Music has been an important part of social life since the old days. Bringing people together, making them dance, giving a sense of community.

Teaching music should involve the young people. Be open to them and without judgement of right or wrong. Music should encourage activity, feeling of community and make space to participate, in your way, at a moment you feel like it.

The most important thing about getting people into music - or getting music into people - is to deal with the fear in a society where you're "not good in music", you "can't sing" and what you're making is never "serious" to high society. Most people I talk to never get over this fear to be judged, and never get to enjoy this beautiful way of expressing themselves and connecting with others. There's no point in pushing them to learn the techniques of counterpoint.


Let us make small groups, take percussions and play rhythms together. Let us listen to folk music from the world next to our old european classical music which feels dusty and aloof to our young brains in this phase of our life. Musician guests showing their instruments around would be more interesting than the cd player. Let's bring different instruments to the lesson and try to play them, before we think about scales and theory. It could be a great and easy project to make a hand drum or a small flute ourselves from materials.

How did vinyls store stereo music and how does our music come into our head phone?

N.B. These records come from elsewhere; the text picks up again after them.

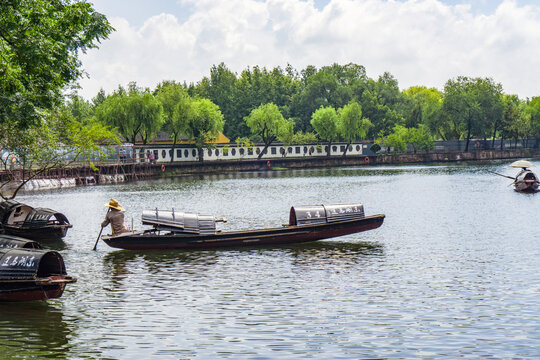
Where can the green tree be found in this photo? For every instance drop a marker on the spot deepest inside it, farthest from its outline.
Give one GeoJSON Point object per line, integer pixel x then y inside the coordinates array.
{"type": "Point", "coordinates": [352, 126]}
{"type": "Point", "coordinates": [396, 140]}
{"type": "Point", "coordinates": [267, 122]}
{"type": "Point", "coordinates": [417, 137]}
{"type": "Point", "coordinates": [424, 107]}
{"type": "Point", "coordinates": [40, 41]}
{"type": "Point", "coordinates": [473, 105]}
{"type": "Point", "coordinates": [533, 112]}
{"type": "Point", "coordinates": [204, 125]}
{"type": "Point", "coordinates": [177, 109]}
{"type": "Point", "coordinates": [325, 122]}
{"type": "Point", "coordinates": [134, 113]}
{"type": "Point", "coordinates": [59, 140]}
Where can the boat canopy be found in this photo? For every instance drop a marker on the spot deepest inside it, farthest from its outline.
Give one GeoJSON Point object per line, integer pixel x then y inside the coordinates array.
{"type": "Point", "coordinates": [321, 214]}
{"type": "Point", "coordinates": [10, 241]}
{"type": "Point", "coordinates": [15, 213]}
{"type": "Point", "coordinates": [30, 264]}
{"type": "Point", "coordinates": [171, 220]}
{"type": "Point", "coordinates": [522, 164]}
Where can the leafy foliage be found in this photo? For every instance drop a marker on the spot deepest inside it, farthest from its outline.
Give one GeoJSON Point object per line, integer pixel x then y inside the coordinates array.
{"type": "Point", "coordinates": [267, 122]}
{"type": "Point", "coordinates": [205, 124]}
{"type": "Point", "coordinates": [39, 45]}
{"type": "Point", "coordinates": [352, 126]}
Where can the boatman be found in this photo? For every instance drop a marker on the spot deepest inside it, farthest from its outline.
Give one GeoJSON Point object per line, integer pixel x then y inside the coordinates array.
{"type": "Point", "coordinates": [115, 216]}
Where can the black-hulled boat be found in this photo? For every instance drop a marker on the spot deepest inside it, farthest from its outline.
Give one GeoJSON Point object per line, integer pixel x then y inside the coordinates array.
{"type": "Point", "coordinates": [526, 180]}
{"type": "Point", "coordinates": [178, 230]}
{"type": "Point", "coordinates": [32, 223]}
{"type": "Point", "coordinates": [28, 272]}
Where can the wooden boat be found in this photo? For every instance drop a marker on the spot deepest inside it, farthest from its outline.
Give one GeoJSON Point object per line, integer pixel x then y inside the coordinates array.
{"type": "Point", "coordinates": [32, 223]}
{"type": "Point", "coordinates": [525, 180]}
{"type": "Point", "coordinates": [180, 230]}
{"type": "Point", "coordinates": [28, 272]}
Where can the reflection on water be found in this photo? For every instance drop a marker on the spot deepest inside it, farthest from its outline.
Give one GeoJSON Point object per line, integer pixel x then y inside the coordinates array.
{"type": "Point", "coordinates": [37, 326]}
{"type": "Point", "coordinates": [452, 272]}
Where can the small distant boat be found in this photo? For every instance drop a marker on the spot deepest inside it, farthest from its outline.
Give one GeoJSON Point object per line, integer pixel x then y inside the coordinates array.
{"type": "Point", "coordinates": [28, 272]}
{"type": "Point", "coordinates": [32, 223]}
{"type": "Point", "coordinates": [525, 180]}
{"type": "Point", "coordinates": [178, 230]}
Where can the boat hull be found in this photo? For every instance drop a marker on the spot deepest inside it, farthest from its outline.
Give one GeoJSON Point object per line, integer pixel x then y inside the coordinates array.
{"type": "Point", "coordinates": [38, 233]}
{"type": "Point", "coordinates": [531, 187]}
{"type": "Point", "coordinates": [273, 236]}
{"type": "Point", "coordinates": [24, 291]}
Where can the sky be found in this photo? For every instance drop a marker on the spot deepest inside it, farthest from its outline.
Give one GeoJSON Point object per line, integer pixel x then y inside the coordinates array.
{"type": "Point", "coordinates": [420, 42]}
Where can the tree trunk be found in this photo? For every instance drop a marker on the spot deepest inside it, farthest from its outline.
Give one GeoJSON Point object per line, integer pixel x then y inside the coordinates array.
{"type": "Point", "coordinates": [263, 151]}
{"type": "Point", "coordinates": [201, 154]}
{"type": "Point", "coordinates": [346, 148]}
{"type": "Point", "coordinates": [468, 137]}
{"type": "Point", "coordinates": [173, 147]}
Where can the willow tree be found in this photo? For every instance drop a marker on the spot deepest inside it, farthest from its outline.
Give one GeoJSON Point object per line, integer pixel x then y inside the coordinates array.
{"type": "Point", "coordinates": [204, 125]}
{"type": "Point", "coordinates": [352, 126]}
{"type": "Point", "coordinates": [57, 141]}
{"type": "Point", "coordinates": [325, 122]}
{"type": "Point", "coordinates": [177, 109]}
{"type": "Point", "coordinates": [268, 123]}
{"type": "Point", "coordinates": [474, 106]}
{"type": "Point", "coordinates": [134, 113]}
{"type": "Point", "coordinates": [40, 43]}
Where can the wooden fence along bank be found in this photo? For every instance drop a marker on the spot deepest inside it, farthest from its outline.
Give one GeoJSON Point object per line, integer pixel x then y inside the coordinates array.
{"type": "Point", "coordinates": [136, 164]}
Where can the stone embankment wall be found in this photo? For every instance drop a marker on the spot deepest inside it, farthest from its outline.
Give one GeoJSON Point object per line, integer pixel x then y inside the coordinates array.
{"type": "Point", "coordinates": [186, 168]}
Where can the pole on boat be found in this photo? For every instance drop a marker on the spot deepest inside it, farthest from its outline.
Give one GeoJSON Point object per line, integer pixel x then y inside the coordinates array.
{"type": "Point", "coordinates": [95, 245]}
{"type": "Point", "coordinates": [493, 172]}
{"type": "Point", "coordinates": [100, 231]}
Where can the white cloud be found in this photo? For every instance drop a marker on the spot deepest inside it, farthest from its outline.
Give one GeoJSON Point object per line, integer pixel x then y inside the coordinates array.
{"type": "Point", "coordinates": [421, 42]}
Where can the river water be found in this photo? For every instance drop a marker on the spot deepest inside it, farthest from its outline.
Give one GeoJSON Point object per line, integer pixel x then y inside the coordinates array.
{"type": "Point", "coordinates": [452, 272]}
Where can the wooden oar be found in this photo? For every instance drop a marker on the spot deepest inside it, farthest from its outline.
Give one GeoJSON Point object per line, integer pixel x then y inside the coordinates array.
{"type": "Point", "coordinates": [493, 172]}
{"type": "Point", "coordinates": [100, 231]}
{"type": "Point", "coordinates": [95, 245]}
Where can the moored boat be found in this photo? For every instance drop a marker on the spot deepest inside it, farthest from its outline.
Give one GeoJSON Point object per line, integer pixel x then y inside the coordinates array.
{"type": "Point", "coordinates": [32, 223]}
{"type": "Point", "coordinates": [526, 180]}
{"type": "Point", "coordinates": [178, 230]}
{"type": "Point", "coordinates": [28, 272]}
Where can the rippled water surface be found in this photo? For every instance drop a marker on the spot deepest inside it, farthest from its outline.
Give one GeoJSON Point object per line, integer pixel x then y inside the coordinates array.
{"type": "Point", "coordinates": [453, 272]}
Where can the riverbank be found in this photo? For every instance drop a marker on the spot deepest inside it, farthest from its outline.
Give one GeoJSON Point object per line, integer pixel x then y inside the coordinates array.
{"type": "Point", "coordinates": [337, 161]}
{"type": "Point", "coordinates": [125, 172]}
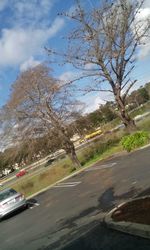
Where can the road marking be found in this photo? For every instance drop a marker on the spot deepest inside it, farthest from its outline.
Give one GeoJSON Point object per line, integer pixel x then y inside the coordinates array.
{"type": "Point", "coordinates": [67, 184]}
{"type": "Point", "coordinates": [110, 165]}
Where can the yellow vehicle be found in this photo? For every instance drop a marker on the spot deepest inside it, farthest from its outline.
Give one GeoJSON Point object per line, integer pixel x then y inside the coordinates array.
{"type": "Point", "coordinates": [92, 135]}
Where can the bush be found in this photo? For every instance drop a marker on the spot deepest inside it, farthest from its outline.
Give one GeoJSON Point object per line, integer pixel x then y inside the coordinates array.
{"type": "Point", "coordinates": [135, 140]}
{"type": "Point", "coordinates": [27, 187]}
{"type": "Point", "coordinates": [97, 149]}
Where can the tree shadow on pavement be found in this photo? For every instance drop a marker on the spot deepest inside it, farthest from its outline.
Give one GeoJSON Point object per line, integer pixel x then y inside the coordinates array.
{"type": "Point", "coordinates": [108, 199]}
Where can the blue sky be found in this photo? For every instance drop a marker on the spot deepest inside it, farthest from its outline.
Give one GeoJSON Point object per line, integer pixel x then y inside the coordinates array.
{"type": "Point", "coordinates": [26, 26]}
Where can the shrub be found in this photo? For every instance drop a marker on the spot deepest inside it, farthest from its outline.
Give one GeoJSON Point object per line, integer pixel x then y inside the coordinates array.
{"type": "Point", "coordinates": [135, 140]}
{"type": "Point", "coordinates": [27, 187]}
{"type": "Point", "coordinates": [97, 149]}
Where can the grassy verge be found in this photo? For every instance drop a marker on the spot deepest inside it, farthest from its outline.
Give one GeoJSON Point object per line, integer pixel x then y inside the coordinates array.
{"type": "Point", "coordinates": [62, 168]}
{"type": "Point", "coordinates": [98, 150]}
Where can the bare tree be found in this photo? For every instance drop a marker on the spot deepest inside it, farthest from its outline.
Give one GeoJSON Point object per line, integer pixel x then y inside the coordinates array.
{"type": "Point", "coordinates": [38, 103]}
{"type": "Point", "coordinates": [104, 46]}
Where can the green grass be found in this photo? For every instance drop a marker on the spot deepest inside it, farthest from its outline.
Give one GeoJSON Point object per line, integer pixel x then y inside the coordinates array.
{"type": "Point", "coordinates": [98, 150]}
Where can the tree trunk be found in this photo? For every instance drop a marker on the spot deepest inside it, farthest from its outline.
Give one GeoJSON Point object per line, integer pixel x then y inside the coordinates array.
{"type": "Point", "coordinates": [70, 151]}
{"type": "Point", "coordinates": [127, 120]}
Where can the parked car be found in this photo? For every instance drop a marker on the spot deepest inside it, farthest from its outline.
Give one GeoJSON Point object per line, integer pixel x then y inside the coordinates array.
{"type": "Point", "coordinates": [11, 200]}
{"type": "Point", "coordinates": [50, 161]}
{"type": "Point", "coordinates": [21, 173]}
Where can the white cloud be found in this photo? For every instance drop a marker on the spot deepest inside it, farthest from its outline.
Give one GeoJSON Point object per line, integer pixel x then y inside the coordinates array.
{"type": "Point", "coordinates": [32, 11]}
{"type": "Point", "coordinates": [93, 104]}
{"type": "Point", "coordinates": [30, 63]}
{"type": "Point", "coordinates": [3, 4]}
{"type": "Point", "coordinates": [18, 45]}
{"type": "Point", "coordinates": [67, 76]}
{"type": "Point", "coordinates": [143, 16]}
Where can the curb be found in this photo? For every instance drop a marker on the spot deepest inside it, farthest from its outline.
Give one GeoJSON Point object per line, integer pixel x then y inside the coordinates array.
{"type": "Point", "coordinates": [135, 229]}
{"type": "Point", "coordinates": [71, 175]}
{"type": "Point", "coordinates": [82, 169]}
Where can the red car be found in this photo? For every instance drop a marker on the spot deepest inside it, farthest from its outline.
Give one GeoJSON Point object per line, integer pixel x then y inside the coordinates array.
{"type": "Point", "coordinates": [21, 173]}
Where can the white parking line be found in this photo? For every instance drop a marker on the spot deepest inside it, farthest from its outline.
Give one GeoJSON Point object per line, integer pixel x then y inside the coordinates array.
{"type": "Point", "coordinates": [110, 165]}
{"type": "Point", "coordinates": [33, 205]}
{"type": "Point", "coordinates": [67, 184]}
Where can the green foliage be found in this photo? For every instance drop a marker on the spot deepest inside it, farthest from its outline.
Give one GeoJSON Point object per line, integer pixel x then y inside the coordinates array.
{"type": "Point", "coordinates": [97, 149]}
{"type": "Point", "coordinates": [135, 140]}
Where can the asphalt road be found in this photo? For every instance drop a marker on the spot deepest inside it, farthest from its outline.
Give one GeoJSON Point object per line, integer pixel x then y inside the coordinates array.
{"type": "Point", "coordinates": [69, 215]}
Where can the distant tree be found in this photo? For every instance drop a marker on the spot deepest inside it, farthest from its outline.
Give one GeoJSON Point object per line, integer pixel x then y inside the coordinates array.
{"type": "Point", "coordinates": [107, 38]}
{"type": "Point", "coordinates": [138, 96]}
{"type": "Point", "coordinates": [107, 113]}
{"type": "Point", "coordinates": [38, 103]}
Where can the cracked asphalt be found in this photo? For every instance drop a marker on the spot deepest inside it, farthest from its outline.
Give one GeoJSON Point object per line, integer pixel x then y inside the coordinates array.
{"type": "Point", "coordinates": [70, 216]}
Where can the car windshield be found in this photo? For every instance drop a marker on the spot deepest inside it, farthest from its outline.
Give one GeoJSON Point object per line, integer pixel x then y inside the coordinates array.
{"type": "Point", "coordinates": [6, 194]}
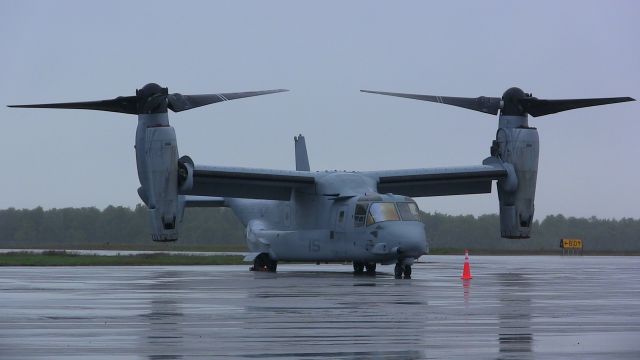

Can we bring our favourite songs to the lesson, no matter how trendy or simple they are? Because our brains are still evolving and the music which we enjoy can be very meaningful and emotional to us. We need to feel respected with what we feel and like instead of feeling judged and pushed into what is considered cultural. We should learn an open attitude and respect towards others, different styles and tastes.

Make a space where one person is not better than the other, but where everyone is welcome and good as they are. Then, make an optional advanced course, teaching scales, playing instruments together and analyze classical music for the ones who want to do.




Conclusion


Teenagers can make cool things when granted the space, their own rhythm and some encouragement. Some of what adults are failing to do since years. Starting climate change manifestations before the parliament, for example. Fixing mum's computer. Recording a music album on dad's synthesizer, inspiring people all over the world to a new musical style.

Or programming an app to scan the police stations in Norway for free appointments, saving thousands of people lots of time and energy while getting their passport.

Teenagers are very capable of self-learning something they are excited about. What seems like wasted time to adults not taking the effort to understand their interests, is the start of a person finding their own way. People who like to hang out with friends are developing connections and social skills which are very helpful in adult life. Regarding the former pc game addict of my generation, some of them are working in media industry now. During their online games they made international friends for life, gained media competence, expressed their creativity and did heavy team management by keeping a raiding guild together.


Teenagers, like adults, are not lazy per default. Everyone I talk to has the wish to be independent, to create, to do something more meaningful with their life energy than playing games and smoking weed. We're craving to be loved and respected. We need to find out how to get things started while heavily struggling with figuring out life. Then we get stuck and thrown out of track a 100 times.

We need less pressure to follow the tracks you (society) set for us, and more support to find our own ways, in our own rhythm, in a world which is more and more globalized, competitive and hard to view through. We need to feel encouraged to share whatever is interesting to us.

We need patience and pardon for our ways, because it's hard to learn to question our own moods, cravings and impulses. Even for adults, right?

Please make space in our life for our basic needs and interests. It's way more efficient - and less frustrating - to learn by choice and fun than by force.